Enterprise Content Management (ECM) systems are useful to manage and version control the information assets of the organization. But lets be honest, they don't necessarily have the most best search mechanism to retrieve the valuable information contained within. The default search capabilities provided by ECM systems create new silos where users must log-in to multiple applications to retrieve the information. Our mission at Google is to provide a unified search experience across all enterprise content sources. Due to technical differences in the interfaces and the different security mechanisms supported by ECM systems there is need to build specific connectors to these systems.

We just open-sourced an interesting project that will make it easy to build connectors to ECM systems.

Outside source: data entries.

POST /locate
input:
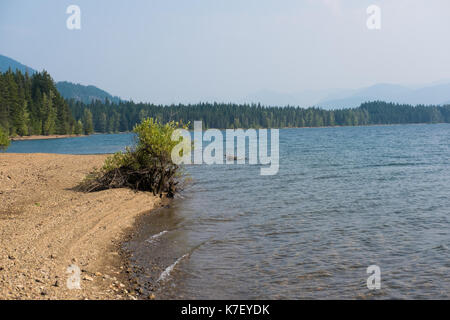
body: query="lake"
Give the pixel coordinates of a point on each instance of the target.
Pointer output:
(343, 199)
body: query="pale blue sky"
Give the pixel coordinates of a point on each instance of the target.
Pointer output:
(168, 51)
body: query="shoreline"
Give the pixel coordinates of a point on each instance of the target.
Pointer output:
(41, 137)
(46, 226)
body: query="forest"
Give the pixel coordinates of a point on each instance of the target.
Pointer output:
(121, 117)
(31, 105)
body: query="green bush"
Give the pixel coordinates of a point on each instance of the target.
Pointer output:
(147, 166)
(4, 140)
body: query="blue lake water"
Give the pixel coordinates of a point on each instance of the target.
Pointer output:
(344, 198)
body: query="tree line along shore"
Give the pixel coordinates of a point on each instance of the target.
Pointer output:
(30, 105)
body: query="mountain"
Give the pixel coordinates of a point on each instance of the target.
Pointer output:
(436, 94)
(82, 93)
(7, 63)
(67, 90)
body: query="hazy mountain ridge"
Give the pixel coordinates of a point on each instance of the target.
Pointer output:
(68, 90)
(83, 93)
(436, 93)
(8, 63)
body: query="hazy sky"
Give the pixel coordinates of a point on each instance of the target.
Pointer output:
(168, 51)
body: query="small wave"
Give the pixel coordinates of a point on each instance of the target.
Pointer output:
(166, 273)
(155, 237)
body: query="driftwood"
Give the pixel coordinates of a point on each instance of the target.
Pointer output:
(157, 180)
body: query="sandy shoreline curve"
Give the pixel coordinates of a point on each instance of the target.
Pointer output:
(41, 137)
(46, 226)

This new connector framework provides rich service provider interfaces (SPI) to write connectors to different content sources. It also provides a security infrastructure to securely index and serve documents stored in ECM systems. Finally it provides rich administrative capabilities to configure the connectors to different ECM systems in a centralized way. The connector framework is designed for building connectors to ECM systems as well as other content sources that may or may not have web-enabled content.

The open source project contains source for Connector Manager, Connector SPI interfaces, associated javadocs, sample code and test suites. This is an early technical preview of the connector manager project and is not (yet) an officially supported feature in the Google Search Appliance. We wanted to get the word out sooner and invite the broader developer and partner community to give us feedback. Check out the connector manager project and let us know your thoughts on it.


Our OneBox technology has been part of our Search Appliance product since last April and it's really taking off with our customers. We're constantly hearing about cool and interesting uses of the technology for integrating realtime data into enterprise search results, just like weather forecasts can be integrated into results. One sly Google engineer connected our internal search appliance to a database of Googler's license plates, thus greatly easing the process of finding that sad soul who left their headlights on, blocked somebody else in, or was sideswiped by a runaway Prius. Just type in "plate" followed by any series of numbers or letters and you can immediately drop a message to the car's owner.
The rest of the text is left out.